Same-sex couples across Alabama began marrying this morning, after the Supreme Court refused to put on hold a ruling by a federal judge invalidating the state’s ban on same-sex marriage. The high court’s move makes Alabama the 37th state where gay unions are legal.
But Roy Moore, the state’s chief justice, won’t go down without a fight. A handful of probate judges in the state are abiding by a last-ditch letter Moore fired off Sunday night ordering them to follow state law and deny marriage licenses to same-sex couples. The Southern Poverty Law Center, which last month filed an ethics complaint against Moore for his defiance of the federal court order, noted at least one court is heeding Moore’s directive as if it carried the force of law:
Couple in Tuscaloosa County denied license, handed copy of Roy Moore's order instead. #ALMarriage— SPLC (@splcenter) February 9, 2015
But Alabama Attorney General Luther Strange, who led Governor Robert Bentley’s bid to the Supreme Court to put a temporary hold on gay weddings, said in a statement he regretted the justices’ decision not to intervene, and said he expected “more confusion” in the months leading up to a final pronouncement on the constitutionality of same-sex marriage.
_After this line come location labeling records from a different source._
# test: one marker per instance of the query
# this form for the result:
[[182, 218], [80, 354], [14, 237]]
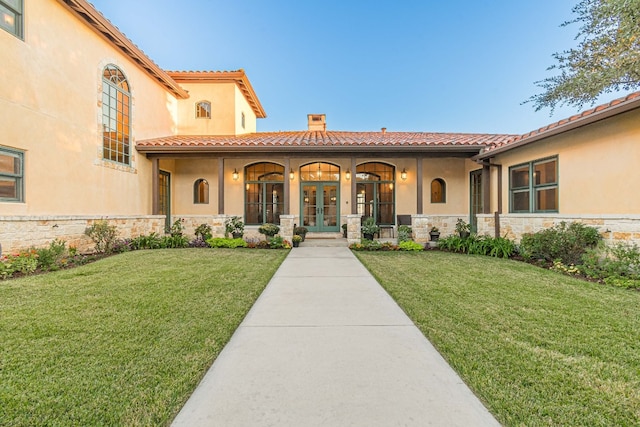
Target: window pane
[[9, 164], [8, 188], [14, 4], [520, 201], [437, 191], [547, 199], [520, 177], [8, 20], [545, 173]]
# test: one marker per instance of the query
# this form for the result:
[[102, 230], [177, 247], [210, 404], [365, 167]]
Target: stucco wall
[[597, 167], [50, 108]]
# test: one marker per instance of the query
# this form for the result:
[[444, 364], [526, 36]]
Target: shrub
[[150, 241], [174, 241], [51, 258], [564, 242], [103, 235], [410, 245], [499, 247], [277, 242], [269, 230], [199, 242], [203, 231], [234, 226], [301, 231], [404, 233], [176, 229], [223, 242]]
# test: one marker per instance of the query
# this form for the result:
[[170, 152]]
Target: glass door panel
[[309, 206], [330, 206]]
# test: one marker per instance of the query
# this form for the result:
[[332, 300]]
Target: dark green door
[[320, 203], [476, 202], [164, 195]]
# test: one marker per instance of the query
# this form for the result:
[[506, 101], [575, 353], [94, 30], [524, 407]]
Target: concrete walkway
[[325, 345]]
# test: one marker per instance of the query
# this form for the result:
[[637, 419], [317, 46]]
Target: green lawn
[[125, 340], [538, 348]]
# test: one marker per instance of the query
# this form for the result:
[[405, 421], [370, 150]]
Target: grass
[[538, 348], [125, 340]]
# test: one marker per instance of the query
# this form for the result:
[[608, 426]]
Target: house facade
[[94, 129]]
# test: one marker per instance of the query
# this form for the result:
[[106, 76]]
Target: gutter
[[631, 102]]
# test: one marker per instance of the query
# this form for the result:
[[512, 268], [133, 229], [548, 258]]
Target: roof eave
[[468, 150], [597, 116], [238, 77], [94, 19]]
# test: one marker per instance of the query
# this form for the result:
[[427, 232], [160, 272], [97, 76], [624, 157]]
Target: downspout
[[486, 182], [220, 185]]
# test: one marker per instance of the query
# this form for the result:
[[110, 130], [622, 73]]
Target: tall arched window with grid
[[116, 116]]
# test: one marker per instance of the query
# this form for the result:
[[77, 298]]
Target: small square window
[[11, 17], [11, 175]]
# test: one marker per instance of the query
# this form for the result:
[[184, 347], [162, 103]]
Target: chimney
[[317, 122]]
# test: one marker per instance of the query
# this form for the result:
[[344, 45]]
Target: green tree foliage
[[607, 58]]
In contrast to Moore, Strange recognized that U.S. District Judge Callie Granade’s order striking down the Alabama ban effectively prevented him from enforcing it. And perhaps sensing the probate judges were setting a dangerous precedent in standing with Moore, Strange counseled them “to talk to their attorneys.”
It’s not immediately clear what fallout lies ahead for Moore, but Granade left the door open in one of her rulings to allow same-sex couples who are denied licenses by noncompliant probate judges to intervene in federal court. Christine Hernandez, the attorney representing Cari Searcy, one of the plaintiffs challenging the Alabama ban, filed a motion in federal court seeking to hold Don Davis, a judge in Mobile County Probate Court, in contempt for not opening the marriage licensing division of his courthouse. Moore, for his part, appeared to warn judges under his watch that not following his order could lead the state to impose sanctions on them.
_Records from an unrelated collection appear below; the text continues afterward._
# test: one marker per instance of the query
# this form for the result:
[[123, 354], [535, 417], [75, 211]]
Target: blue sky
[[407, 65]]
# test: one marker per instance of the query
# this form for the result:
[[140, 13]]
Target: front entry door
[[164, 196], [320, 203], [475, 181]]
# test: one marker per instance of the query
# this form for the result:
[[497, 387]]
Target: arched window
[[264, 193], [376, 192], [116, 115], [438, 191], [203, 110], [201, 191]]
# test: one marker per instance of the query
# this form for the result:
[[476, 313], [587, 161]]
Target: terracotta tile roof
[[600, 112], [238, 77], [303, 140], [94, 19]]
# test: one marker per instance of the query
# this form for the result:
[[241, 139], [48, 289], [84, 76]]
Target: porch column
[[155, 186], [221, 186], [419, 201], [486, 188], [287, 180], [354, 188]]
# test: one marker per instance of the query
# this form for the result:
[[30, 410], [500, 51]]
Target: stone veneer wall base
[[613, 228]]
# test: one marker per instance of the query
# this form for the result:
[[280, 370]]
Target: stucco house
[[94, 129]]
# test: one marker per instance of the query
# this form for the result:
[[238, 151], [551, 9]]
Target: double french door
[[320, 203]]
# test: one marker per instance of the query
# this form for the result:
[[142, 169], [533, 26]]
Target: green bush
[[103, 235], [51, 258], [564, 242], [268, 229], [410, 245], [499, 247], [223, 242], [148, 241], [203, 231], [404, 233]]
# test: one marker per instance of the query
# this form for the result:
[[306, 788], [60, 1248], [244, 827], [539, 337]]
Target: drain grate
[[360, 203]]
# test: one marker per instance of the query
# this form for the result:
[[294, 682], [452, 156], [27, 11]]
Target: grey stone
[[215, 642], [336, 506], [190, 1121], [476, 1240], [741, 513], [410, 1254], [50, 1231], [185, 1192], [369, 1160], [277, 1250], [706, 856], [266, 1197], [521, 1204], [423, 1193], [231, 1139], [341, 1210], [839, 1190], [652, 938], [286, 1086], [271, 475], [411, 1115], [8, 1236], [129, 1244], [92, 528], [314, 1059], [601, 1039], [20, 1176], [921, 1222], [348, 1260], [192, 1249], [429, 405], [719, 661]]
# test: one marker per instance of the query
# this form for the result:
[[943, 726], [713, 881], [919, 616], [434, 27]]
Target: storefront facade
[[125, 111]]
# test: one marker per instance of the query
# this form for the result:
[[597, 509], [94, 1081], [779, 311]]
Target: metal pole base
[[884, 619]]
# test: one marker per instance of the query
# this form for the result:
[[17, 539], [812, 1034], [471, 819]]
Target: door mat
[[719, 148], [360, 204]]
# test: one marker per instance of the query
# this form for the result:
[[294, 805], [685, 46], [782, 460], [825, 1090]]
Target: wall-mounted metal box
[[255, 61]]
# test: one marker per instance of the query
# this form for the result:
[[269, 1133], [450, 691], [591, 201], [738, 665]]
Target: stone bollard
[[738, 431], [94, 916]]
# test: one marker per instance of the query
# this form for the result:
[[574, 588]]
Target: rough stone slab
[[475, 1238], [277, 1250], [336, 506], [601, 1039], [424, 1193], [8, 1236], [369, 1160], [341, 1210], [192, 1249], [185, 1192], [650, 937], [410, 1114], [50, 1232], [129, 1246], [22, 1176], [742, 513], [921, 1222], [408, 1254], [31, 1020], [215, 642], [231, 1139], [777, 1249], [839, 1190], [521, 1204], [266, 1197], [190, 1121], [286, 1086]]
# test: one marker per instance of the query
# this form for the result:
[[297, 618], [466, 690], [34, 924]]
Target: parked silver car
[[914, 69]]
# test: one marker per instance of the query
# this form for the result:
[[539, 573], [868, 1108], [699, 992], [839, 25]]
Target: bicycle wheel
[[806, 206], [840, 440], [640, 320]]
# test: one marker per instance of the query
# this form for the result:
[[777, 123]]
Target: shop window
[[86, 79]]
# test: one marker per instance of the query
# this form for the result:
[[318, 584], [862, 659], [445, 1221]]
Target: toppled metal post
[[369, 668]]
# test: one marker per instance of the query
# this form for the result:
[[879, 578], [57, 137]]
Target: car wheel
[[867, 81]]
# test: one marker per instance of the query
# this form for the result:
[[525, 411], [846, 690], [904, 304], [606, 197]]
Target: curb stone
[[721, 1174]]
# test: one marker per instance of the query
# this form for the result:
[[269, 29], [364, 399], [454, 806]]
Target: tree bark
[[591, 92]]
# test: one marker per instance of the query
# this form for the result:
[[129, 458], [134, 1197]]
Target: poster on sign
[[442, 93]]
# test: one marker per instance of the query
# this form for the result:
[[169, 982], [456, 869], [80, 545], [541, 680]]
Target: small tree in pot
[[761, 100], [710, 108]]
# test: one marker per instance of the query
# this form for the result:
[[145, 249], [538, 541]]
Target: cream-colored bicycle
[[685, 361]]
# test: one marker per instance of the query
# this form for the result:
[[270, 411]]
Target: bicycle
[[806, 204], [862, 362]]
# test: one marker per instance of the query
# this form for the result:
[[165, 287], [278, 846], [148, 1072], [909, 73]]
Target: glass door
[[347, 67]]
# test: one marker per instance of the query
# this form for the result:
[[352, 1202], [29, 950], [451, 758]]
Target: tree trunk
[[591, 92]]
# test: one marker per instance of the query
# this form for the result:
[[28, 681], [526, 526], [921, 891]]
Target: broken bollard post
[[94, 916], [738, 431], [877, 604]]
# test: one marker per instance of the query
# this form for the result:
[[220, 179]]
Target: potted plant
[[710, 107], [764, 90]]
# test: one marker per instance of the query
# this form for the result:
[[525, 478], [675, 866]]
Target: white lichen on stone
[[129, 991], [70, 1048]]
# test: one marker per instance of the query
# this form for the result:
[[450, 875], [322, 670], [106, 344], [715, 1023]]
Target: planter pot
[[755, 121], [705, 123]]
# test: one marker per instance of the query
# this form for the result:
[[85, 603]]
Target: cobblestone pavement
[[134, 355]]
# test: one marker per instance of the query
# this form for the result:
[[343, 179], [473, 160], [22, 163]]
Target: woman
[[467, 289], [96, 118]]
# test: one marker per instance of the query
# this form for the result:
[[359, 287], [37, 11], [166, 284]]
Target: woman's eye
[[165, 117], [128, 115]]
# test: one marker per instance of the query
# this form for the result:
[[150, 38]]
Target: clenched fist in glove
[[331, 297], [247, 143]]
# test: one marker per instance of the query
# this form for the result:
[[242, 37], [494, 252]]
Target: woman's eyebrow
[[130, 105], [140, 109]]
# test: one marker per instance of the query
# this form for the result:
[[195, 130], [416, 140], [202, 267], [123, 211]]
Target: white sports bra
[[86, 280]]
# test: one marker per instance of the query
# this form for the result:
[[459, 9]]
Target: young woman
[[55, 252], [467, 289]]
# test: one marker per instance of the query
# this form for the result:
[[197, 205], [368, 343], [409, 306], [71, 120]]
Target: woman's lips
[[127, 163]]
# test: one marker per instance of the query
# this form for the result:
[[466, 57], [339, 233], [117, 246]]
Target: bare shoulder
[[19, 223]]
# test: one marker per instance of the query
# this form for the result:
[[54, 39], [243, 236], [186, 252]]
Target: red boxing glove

Meanwhile, at the U.S. Supreme Court, Associate Justice Clarence Thomas—who oversees emergency requests from Alabama—strongly dissented from his colleagues’ refusal to stop same-sex weddings in the state. Joined by Justice Antonin Scalia, Thomas took issue with the court’s seeming inconsistency in choosing which same-sex marriage requests to put on hold, pointing out that the court had already done so twice in cases presenting similar circumstances. “Those decisions reflected the appropriate respect we owe to States as sovereigns and to the people of those States who approved those laws,” he wrote.
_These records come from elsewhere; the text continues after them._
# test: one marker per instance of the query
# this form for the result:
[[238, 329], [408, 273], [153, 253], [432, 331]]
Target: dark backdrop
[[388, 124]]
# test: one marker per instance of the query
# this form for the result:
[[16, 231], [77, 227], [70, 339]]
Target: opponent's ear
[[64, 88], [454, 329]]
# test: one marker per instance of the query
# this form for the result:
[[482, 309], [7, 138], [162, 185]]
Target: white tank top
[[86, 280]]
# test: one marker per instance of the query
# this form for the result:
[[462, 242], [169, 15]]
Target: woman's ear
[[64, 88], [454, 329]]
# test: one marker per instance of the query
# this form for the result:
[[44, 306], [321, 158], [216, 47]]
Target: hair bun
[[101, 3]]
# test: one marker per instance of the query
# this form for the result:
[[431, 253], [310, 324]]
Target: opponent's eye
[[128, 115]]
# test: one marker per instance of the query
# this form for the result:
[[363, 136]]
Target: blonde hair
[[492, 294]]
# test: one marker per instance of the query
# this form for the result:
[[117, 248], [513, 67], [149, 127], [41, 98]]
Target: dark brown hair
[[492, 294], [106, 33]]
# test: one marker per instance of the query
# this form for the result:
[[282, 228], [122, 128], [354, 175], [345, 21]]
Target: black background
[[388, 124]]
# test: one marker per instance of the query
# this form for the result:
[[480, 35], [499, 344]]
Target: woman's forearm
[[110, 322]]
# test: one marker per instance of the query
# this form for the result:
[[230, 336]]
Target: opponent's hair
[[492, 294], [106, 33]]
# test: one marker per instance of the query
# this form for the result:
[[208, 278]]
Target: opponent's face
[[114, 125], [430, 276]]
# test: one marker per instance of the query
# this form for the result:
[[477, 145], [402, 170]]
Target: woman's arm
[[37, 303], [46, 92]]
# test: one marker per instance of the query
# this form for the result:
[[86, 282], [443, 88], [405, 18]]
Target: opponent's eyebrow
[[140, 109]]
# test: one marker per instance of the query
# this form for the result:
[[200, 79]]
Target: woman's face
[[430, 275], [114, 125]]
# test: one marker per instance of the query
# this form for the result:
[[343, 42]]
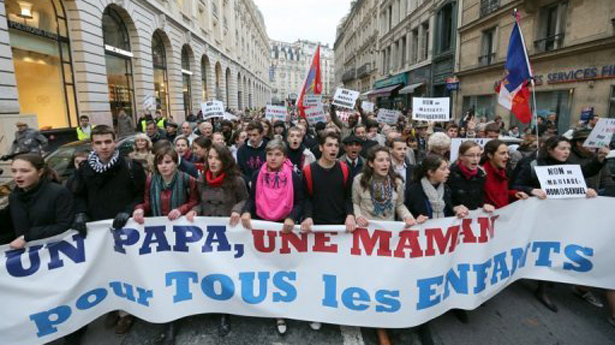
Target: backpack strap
[[345, 172], [307, 172]]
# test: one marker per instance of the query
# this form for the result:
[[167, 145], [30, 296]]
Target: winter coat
[[104, 195], [418, 204], [467, 192], [44, 211], [219, 201]]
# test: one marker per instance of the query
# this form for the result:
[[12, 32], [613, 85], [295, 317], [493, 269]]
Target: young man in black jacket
[[107, 186]]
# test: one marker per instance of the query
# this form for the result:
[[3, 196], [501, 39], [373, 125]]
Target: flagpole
[[532, 80]]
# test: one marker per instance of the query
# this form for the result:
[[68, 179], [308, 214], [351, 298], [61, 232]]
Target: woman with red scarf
[[223, 193], [495, 157], [467, 179]]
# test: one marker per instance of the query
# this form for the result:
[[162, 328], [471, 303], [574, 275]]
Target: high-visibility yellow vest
[[81, 135]]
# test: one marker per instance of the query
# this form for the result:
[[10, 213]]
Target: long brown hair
[[229, 166], [368, 172], [39, 164]]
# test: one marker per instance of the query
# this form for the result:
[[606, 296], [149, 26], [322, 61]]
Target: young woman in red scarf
[[495, 157], [223, 193]]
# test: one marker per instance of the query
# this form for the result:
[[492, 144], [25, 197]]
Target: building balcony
[[549, 43], [488, 6], [486, 60]]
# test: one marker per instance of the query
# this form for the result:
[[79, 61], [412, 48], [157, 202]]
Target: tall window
[[118, 58], [186, 76], [42, 60], [487, 56], [161, 86], [552, 27]]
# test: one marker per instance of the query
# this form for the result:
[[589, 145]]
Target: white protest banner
[[164, 270], [431, 109], [602, 134], [456, 142], [388, 116], [344, 115], [367, 106], [315, 115], [562, 181], [311, 100], [344, 98], [212, 109], [276, 113], [149, 103]]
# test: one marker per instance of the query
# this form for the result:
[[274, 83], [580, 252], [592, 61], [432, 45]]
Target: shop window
[[42, 60], [161, 85], [552, 20], [612, 102], [483, 106], [487, 56], [186, 79], [118, 58]]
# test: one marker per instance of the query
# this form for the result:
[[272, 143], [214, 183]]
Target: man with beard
[[328, 197], [298, 154], [352, 147]]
But Thomas went a step further. Noting the importance of preserving “the status quo” in a state otherwise unaffected by United States v. Windsor—which in 2013 voided the federal Defense of Marriage Act—the justice wrote that the court’s failure to intervene in Alabama portends how it may rule on the issue of same-sex marriage: “This acquiescence may well be seen as a signal of the Court’s intended resolution of that question.” Thomas closed his opinion by blasting the court’s “increasingly cavalier attitude toward the States,” and added he “would have shown the people of Alabama the respect they deserve” until the court rules definitively on whether the Constitution compels states to recognize same-sex marriages.
In a statement Monday, Governor Bentley sided with that dissenting opinion and declared that he won't take action against probate judges who refuse to issue marriage licenses. "We will follow the rule of law in Alabama, and allow the issue of same sex marriage to be worked out through the proper legal channels," he said.
Today’s flurry of activity is a harbinger of Obergefell v. Hodges, the case the Supreme Court will be deciding come June. For one, it’s indicative of the tension that still exists between a recognition of same-sex marriage under the Constitution’s promise of due process and equal protection of the laws, and the states’ sovereignty to order their own affairs with respect to marriage and family laws. Without a clear ruling on whether these two interests can be reconciled—or if one necessarily must give way to the other—the chaos Moore has wrought in Alabama is only the beginning. Because even if the Supreme Court rules same-sex couples have a right to marry, who’s to say the states don’t have a right to step up the culture wars in other ways? A jurisprudence of doubt is all you need for more problems down the road.